La découpe arbitraire d’une heure de lecture dans ce texte constitué de blocs d’existence commune produit, tant il est construit puissamment, à chaque fois un thème, une tonalité particulière. Ce mardi c’est le thème de la sensibilité et de l’insensibilité, de la connaissance et de la méconnaissance.
Le narrateur rencontre un ingénieur chimiste, Nyman, qui rapporte ce que lui a raconté « un comte von Seydlitz » - un témoin direct de l’extermination par le gaz. Mais que dire, à qui, comment ? On voit alors à l’œuvre les mécanismes ordinaires de dénégation d’une vérité extraordinaire.
Ce que les camarades du narrateur ne veulent pas entendre a été compris et senti par sa mère. L’ouverture de la troisième partie du roman, lue le 13 décembre 2016, dépeint le délire et le mutisme dans lequel elle s’est enfermée. Son silence, en quelque sorte, accomplit l’impossibilité d’être entendu et de parler à laquelle se heurtent les témoins. Et renvoie le narrateur à sa vocation d’écrire, un défi auquel on se doit de répondre, précisément quand ce qui doit être dit se refuse à l’écriture.
Il fallait une constitution particulière et rare pour reconnaître dans tous les phénomènes leurs conséquences ultimes.

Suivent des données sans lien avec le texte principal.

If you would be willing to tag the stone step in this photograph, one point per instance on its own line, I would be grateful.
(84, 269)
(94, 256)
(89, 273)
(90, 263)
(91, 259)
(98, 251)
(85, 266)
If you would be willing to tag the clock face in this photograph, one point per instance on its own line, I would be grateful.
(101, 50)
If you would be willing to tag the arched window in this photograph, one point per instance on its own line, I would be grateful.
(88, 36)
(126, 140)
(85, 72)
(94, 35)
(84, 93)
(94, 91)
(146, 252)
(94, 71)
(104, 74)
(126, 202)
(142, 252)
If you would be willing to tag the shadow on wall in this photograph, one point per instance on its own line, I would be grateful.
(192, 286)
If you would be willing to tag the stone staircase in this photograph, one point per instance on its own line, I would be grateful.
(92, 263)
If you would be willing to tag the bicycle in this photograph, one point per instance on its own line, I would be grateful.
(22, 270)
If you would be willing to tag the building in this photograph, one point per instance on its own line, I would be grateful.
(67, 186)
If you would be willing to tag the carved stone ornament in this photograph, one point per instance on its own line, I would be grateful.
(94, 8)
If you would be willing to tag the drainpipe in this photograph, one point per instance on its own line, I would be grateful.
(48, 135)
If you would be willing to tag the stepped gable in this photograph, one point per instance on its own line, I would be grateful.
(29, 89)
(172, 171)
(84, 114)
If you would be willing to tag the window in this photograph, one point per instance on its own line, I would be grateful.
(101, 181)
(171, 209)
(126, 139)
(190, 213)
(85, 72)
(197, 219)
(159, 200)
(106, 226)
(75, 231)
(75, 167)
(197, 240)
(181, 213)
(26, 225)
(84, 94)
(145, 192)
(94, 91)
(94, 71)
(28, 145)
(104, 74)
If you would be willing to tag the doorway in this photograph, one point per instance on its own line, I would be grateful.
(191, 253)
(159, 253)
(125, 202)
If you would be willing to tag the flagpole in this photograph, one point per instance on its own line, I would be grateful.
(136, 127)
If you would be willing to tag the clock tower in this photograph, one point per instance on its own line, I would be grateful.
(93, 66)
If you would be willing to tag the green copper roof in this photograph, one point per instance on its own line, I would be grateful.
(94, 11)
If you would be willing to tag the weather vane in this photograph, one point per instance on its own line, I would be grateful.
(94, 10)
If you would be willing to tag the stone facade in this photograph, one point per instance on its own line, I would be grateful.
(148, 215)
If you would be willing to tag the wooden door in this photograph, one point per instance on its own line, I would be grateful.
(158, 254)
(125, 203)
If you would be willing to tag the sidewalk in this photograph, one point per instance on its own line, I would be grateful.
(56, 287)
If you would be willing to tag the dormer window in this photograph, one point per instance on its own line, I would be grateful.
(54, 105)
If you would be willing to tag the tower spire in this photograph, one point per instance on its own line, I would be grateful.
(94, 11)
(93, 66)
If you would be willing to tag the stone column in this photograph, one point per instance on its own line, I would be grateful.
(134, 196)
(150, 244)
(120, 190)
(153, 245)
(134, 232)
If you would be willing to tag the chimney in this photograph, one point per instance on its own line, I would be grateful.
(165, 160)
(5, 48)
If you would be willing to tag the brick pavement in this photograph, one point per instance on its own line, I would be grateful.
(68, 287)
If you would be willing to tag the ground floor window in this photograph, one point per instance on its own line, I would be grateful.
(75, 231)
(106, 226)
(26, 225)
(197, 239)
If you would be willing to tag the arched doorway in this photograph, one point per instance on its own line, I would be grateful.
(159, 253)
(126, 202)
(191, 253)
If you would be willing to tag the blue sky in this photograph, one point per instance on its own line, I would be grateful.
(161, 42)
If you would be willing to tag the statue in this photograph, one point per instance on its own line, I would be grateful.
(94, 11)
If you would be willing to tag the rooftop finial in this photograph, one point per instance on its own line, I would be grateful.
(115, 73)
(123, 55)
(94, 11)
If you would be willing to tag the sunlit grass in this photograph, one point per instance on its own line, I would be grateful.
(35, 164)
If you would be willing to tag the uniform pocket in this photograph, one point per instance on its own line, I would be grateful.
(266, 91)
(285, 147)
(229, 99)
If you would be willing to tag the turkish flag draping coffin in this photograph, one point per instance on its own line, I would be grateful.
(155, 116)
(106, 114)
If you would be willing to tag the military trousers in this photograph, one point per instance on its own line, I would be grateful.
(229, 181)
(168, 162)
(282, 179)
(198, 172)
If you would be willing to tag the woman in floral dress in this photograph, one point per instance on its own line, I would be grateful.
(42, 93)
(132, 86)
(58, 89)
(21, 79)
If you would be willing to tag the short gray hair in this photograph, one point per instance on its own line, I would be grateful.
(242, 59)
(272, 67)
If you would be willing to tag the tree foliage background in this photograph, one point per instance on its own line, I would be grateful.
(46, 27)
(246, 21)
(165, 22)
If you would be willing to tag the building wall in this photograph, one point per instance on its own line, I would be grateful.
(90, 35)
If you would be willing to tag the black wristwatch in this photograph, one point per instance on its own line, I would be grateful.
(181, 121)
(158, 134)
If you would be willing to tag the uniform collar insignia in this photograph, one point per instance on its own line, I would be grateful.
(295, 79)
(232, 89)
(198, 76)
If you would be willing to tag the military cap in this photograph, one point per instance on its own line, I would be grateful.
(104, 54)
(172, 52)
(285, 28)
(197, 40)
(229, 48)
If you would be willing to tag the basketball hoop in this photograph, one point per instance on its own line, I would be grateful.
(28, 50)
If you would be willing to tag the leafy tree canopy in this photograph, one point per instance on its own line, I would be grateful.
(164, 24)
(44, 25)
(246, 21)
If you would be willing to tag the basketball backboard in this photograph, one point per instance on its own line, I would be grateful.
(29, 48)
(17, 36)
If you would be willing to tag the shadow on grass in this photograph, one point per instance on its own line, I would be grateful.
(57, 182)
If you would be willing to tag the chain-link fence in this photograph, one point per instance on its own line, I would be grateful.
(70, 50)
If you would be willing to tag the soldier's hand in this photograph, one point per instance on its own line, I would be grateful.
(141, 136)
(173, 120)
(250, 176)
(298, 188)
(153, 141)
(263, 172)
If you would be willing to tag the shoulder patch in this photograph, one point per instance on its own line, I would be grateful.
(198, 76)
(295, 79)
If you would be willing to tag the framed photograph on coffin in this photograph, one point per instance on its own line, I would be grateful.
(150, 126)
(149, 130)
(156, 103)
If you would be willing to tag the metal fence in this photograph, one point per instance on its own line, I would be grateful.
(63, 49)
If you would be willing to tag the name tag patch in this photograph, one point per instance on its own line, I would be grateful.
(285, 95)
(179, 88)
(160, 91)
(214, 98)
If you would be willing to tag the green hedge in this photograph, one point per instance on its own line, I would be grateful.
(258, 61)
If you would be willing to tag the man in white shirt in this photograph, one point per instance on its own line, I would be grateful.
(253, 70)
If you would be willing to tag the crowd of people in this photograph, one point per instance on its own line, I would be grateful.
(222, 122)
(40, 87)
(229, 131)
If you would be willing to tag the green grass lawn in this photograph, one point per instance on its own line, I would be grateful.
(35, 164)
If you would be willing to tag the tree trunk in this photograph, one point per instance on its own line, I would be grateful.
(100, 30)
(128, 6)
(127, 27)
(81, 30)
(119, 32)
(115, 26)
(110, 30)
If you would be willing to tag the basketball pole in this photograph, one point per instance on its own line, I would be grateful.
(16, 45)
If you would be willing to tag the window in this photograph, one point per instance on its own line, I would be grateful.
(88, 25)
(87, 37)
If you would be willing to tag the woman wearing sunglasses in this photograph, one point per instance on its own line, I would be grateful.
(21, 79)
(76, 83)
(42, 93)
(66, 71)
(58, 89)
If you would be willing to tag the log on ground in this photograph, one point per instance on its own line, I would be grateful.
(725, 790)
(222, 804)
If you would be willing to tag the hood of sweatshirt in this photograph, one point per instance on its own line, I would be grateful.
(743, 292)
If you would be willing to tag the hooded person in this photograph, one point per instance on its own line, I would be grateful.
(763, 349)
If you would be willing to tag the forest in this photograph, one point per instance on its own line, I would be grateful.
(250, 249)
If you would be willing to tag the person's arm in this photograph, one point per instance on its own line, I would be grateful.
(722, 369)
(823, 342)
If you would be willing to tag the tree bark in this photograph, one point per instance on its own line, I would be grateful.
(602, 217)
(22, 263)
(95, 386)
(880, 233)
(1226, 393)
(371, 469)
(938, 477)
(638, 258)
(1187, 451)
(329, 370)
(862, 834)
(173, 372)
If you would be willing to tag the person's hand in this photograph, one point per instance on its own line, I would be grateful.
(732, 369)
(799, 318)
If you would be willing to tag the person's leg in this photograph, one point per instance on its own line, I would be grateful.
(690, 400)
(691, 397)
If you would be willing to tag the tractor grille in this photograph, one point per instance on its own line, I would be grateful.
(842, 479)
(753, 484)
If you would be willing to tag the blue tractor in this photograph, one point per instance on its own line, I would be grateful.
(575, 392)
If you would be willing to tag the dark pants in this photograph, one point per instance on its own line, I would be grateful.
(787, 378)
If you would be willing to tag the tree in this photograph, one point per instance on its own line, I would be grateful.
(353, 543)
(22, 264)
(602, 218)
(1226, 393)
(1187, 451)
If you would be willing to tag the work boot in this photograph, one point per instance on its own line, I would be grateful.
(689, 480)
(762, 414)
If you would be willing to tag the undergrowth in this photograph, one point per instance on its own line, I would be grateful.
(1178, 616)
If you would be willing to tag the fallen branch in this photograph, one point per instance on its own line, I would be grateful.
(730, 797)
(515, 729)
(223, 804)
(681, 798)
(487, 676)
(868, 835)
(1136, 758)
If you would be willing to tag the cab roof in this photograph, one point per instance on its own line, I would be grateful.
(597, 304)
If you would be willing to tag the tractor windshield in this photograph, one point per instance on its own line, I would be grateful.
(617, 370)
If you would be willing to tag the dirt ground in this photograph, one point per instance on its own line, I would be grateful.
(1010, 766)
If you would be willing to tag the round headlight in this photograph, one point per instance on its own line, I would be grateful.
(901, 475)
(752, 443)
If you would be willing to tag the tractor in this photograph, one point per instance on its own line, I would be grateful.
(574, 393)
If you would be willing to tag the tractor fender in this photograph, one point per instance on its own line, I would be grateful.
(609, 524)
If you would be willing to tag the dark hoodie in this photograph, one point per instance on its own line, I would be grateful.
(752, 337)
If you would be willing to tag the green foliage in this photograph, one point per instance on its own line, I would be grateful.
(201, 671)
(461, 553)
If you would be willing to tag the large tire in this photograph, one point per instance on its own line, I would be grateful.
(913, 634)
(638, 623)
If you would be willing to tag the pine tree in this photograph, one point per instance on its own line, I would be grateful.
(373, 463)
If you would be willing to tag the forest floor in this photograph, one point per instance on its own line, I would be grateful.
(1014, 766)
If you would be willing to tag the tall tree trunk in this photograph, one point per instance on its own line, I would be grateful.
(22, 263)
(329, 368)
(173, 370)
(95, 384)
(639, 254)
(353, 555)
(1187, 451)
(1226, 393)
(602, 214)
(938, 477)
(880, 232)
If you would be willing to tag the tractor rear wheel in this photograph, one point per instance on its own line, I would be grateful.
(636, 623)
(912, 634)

Les êtres disposant de ce don vivaient sous une menace monstrueuse car, bien que voyant plus loin et avec plus d’acuité que nous, ils ne parvenaient plus à s’affirmer dans notre monde. Pour les êtres de cette sorte, il n’existait que deux possibilités, un repli de plus en plus hermétique sur leurs hallucinations (...) ou la voie vers l’art. Mais cette voie ne restait ouverte qu’aussi longtemps que subsistait le désir de s’adresser au monde extérieur. Ce désir une fois perdu, le passage dans les régions de l’art se refermait. La frontière entre ce qui se fermait et ce qui s’ouvrait, prometteuse de guérison, existait toujours dans l’art et se reflétait dans le penchant pour la mélancolie. Les choses étaient presque telles que, dans une œuvre d’art, nous étions (...) saisis par cette plongée dans l’indicible (...). C’est ainsi que ma mère, comme dessinée par Dürer, était demeurée sous la balance, le sablier, la cloche, le tableau avec ses chiffres incompréhensibles, la tête appuyée sur sa main, pensive, inaccessible (…)
L’Esthétique de la résistance : vol. III, p. 144 de la première édition ; p. 763 de la nouvelle édition.)
Ainsi une œuvre d’art, sensibilité et connaissance d’un seul tenant, nous met-elle, à nouveau, face à notre humanité.